Thanks @nicoboss team mradermacher for crunching this big one and cool to hear another report. I've heard it is good for logic / STEM questions and in some of my own very limited role playing experiments it seems steerable even if it might initially refuse.
Curious to see how the ling-flash-2.0-103B-A6.1B compares with upcoming GLM-4.6-Air which is a somewhat similar footprint... Lots of models to play with though for sure!
I see Ling but not Ring yet ;)
I prioritized Ling because I personally prefer it over Ring but no worries they will all be quantized as soon as possible.

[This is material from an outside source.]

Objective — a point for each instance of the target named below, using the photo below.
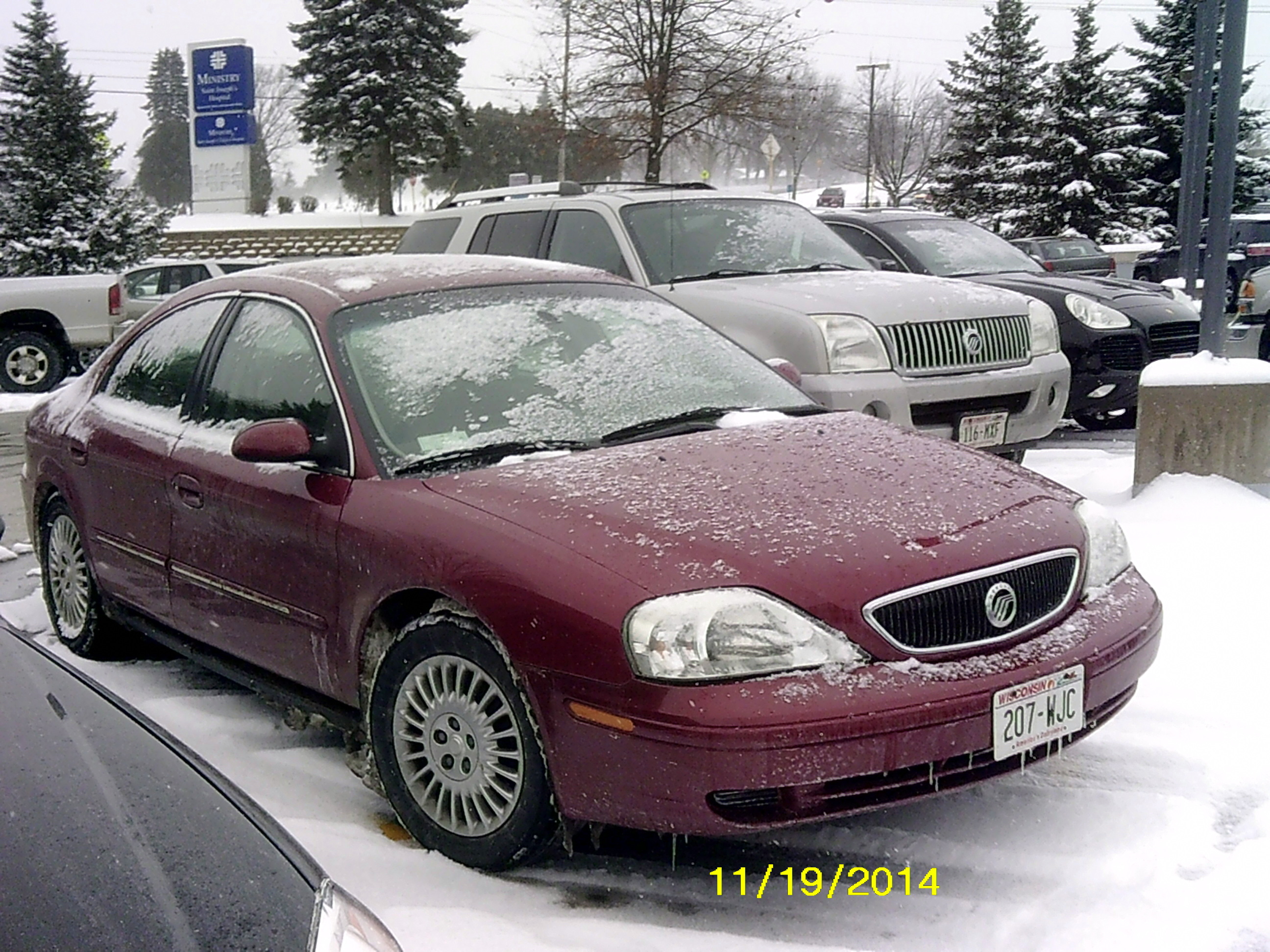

I even put the custom updated version of llama.cpp on rich1 so it can work on it as well.
The status page is now available again so you can always check it for the latest status: https://hf.tst.eu/status.html
nico1 is currently working on: Ling-1T , Ling-mini-2.0 and Ling-flash-2.0
rich1 is currently working on Ring-mini-2.0 and static-only Ring-flash-2.0
All static Ling-flash-2.0 quants and its imatrix are already computed while imatrix quants are waiting for more storage budget which it should get once Q8_0 quants of Ling-1T are uploaded. Regarding Ring-flash-2.0 imatrix computation and imatrix quants I will check in a few houers when the storage situation on nico1 hopefully improved.
not yet having updated llama.cpp by building llama.cpp from source
you hacker 😄 I'm also happy it worked .)
llama.cpp has been updated
Wow, a Q8_0 is going to be 1TB.
And, yeah, the status page was down, together with dozens of other sites, but finally kaos is running trixie. Only rain is left (and a few services).